I am trying to follow up on the MPI development so far, I understand this is still not released but i would like to try MPI stan + cmdstan.
However i am a little lost as to what active branches to pick up for the recent development, Can someone help me through the steps required to setup MPI Stan with cmdstan?
However, as mentioned on the wiki, if you’re working on a single machine you can get similar results using threading relatively painlessly using the development branch of cmdstan: https://github.com/stan-dev/math/wiki/Threading-Support.
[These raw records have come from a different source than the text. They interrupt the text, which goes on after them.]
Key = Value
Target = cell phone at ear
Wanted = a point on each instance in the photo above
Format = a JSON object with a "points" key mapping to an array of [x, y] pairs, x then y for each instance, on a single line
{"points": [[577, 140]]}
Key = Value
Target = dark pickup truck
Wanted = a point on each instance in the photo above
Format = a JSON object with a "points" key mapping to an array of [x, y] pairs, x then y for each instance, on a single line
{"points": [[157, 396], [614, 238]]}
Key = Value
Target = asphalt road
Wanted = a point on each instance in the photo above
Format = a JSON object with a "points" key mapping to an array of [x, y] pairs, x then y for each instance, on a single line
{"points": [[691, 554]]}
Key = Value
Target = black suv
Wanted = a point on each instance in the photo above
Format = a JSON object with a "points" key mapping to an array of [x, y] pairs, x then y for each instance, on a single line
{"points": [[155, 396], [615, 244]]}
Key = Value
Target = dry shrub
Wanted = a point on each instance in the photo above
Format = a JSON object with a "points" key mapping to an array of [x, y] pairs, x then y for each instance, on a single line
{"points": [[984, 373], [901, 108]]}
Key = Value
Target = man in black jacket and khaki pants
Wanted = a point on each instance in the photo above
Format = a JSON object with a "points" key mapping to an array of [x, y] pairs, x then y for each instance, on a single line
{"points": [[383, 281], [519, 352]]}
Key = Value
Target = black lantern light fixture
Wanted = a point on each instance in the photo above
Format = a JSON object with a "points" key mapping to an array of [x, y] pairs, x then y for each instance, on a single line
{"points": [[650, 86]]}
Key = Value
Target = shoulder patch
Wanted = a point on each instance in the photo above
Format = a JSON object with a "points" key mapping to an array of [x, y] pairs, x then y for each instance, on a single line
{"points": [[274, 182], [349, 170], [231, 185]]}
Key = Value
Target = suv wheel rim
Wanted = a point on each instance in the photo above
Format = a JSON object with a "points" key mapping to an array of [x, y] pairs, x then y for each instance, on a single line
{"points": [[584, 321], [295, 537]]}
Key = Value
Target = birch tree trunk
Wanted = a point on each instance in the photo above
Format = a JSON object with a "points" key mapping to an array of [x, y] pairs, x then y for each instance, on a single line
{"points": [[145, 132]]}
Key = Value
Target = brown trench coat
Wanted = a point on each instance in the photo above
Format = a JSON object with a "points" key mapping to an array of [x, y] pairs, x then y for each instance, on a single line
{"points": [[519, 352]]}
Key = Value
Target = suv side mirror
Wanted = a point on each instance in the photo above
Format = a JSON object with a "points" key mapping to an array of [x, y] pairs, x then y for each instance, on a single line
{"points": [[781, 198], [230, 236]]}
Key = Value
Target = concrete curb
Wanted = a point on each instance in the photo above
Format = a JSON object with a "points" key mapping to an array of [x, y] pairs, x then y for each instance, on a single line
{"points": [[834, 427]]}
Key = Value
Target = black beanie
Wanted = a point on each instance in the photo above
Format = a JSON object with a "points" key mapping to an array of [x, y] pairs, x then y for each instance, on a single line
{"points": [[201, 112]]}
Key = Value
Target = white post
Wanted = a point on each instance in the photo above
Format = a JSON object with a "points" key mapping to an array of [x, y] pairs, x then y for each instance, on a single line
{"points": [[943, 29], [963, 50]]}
The notes on threading only mention that the autodiff stack is thread local. Does this mean that threads accessing the same data will reuse the same cache lines?
edit by data I mean the variables declared in the data section of the Stan model.
Yes, that’s correct. However the thread_local feature of C++11 will cost you about 10-20% performance (when comparing the single-core runs).
I haven’t compared yet MPI vs threading on a single machine.
Just one clarification: There is only a single map_rect which will use MPI or threading - whatever is enabled. MPI is given preference over threading in case both are enabled (though this hasn’t been tested in the wild when both are on).
We are very close to getting all into develop. I am right now fighting some build issues, but we are really close, I would say.
If you are keen on using MPI, just use the cmdstan branch feature/issue-616-mpi… but please wait a moment as this branch is broken as of now since I need to fix some of the makefiles which reside in stan-math. The PR for that is hoepfully going in soon and then we will have cmdstan ready as well… at least that is the plan.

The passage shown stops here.